The embassy listed fresh bananas; milled rice; dried cassava, tapioca starch and cassava pulp; dried and fresh mangoes; cashew nuts; and cocoa powder as prime Cambodian agricultural exports to China over the 1,277-day period.
Speaking to The Post on July 28, Hun Lak, Cambodia Rice Federation (CRF) board chairman and CEO of Rich Farm Asia Ltd, a company that grows and exports bananas and mangoes, emphasised the sheer size of the Chinese market and its importance as a buyer of Cambodian agricultural products.
This is due to, inter alia, China’s proximity to Cambodia compared to other big buyers such as the EU and US, as well as the “good” Sino-Cambodian relations in “all areas”, notably as exemplified by the bilateral and multilateral trade pacts in addition to the phytosanitary agreements shared between them, he explained.
“In the last decade, especially in the last two or three years, Cambodia’s agricultural exports to international markets have increased for all destinations, especially China,” Lak said.
He added that the launch of new government strategies has, to a meaningful extent, encouraged growers and investors to dip their feet in the market. “The diversification of cultivation, seed production, processing and marketing is also contributing significantly to the growth process of the agricultural sector in Cambodia,” he said.
However, Lak pointed out, the agricultural sector is confronted with two major challenges: high production costs and a lack of infrastructure, including irrigation and transportation systems, which undermines the Kingdom’s competitiveness on the global market.
Cambodia Chamber of Commerce (CCC) vice-president Lim Heng underscored that strong market relations with China have provided many economic benefits for the Kingdom, noting that the former is also a key supplier of raw materials to support the latter’s production profile.
“Cambodia’s agricultural exports to China have been progressively increasing and will continue to do so in the future, as there are more products currently awaiting Chinese approval for export,” he predicted, noting that China is an especially big buyer of milled rice, bananas and mangoes.
Aside from the import-export business, various other Cambodian sectors have seen considerable Chinese investment, Heng added.
In an online conversation on the Sino-Cambodian agricultural cooperative landscape hosted by Beijing on July 20, Minister of Agriculture, Forestry and Fisheries Veng Sakhon affirmed that China’s Belt and Road Initiative (BRI) has brought “significant benefits” to Cambodia’s agricultural sector, propping up the rice, cassava, tropical fruits and rubber segments.

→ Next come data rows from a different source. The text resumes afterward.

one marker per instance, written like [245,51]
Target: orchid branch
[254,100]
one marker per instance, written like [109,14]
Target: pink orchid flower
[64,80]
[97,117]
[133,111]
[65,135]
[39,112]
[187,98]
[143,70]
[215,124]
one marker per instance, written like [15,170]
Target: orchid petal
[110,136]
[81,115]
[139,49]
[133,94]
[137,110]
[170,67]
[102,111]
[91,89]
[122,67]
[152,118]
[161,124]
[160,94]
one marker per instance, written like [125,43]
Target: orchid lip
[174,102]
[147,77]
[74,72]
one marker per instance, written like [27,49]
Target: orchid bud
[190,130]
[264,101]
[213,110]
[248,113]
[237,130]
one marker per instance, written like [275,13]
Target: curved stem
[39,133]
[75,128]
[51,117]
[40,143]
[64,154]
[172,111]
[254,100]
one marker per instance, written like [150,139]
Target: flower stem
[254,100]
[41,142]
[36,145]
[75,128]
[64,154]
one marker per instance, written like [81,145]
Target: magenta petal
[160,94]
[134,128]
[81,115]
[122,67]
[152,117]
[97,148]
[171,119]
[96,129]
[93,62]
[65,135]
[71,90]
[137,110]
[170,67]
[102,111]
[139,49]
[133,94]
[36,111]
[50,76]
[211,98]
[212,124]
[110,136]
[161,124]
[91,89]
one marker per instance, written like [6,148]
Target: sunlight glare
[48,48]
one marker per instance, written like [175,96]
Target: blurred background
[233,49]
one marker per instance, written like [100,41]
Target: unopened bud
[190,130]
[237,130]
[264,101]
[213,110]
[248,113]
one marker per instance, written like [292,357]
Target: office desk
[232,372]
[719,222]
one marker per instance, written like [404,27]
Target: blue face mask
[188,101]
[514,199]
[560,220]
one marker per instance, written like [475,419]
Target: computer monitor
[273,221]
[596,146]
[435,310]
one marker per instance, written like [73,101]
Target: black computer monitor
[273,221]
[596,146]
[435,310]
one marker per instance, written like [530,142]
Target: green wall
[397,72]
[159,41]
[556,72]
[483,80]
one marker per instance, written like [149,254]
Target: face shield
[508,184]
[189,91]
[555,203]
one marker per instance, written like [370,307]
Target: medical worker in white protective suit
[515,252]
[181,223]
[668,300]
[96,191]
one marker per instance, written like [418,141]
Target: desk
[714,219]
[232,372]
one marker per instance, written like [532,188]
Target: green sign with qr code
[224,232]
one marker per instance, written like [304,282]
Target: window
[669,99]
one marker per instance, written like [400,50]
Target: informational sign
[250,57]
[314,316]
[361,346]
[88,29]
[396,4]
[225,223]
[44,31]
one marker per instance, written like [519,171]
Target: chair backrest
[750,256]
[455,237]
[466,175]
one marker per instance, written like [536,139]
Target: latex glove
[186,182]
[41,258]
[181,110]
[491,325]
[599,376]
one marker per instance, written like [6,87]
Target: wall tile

“Growth in agricultural exports to China has added value to agricultural products, through the establishment of agricultural processing parks, promotion of enhancements in agricultural technologies in Cambodia, construction of infrastructure, and addressing of financial resource issues through bilateral cooperation,” he said.
Bilateral trade between Cambodia and China rose by 19.675 per cent to $5.985827 billion in the first half of 2022 from $5.001737 billion a year ago, according to the General Department of Customs and Excise.
Exports to China contracted 9.232 per cent year-on-year to $611.542 million from $673.747 million, while imports edged up 24.175 per cent to $5.374285 billion from $4.327990 billion. Meanwhile, Cambodia’s trade deficit with China for the January-June period stood at $4.762744 billion, expanding by 30.335 per cent from $3.654243 billion on a yearly basis.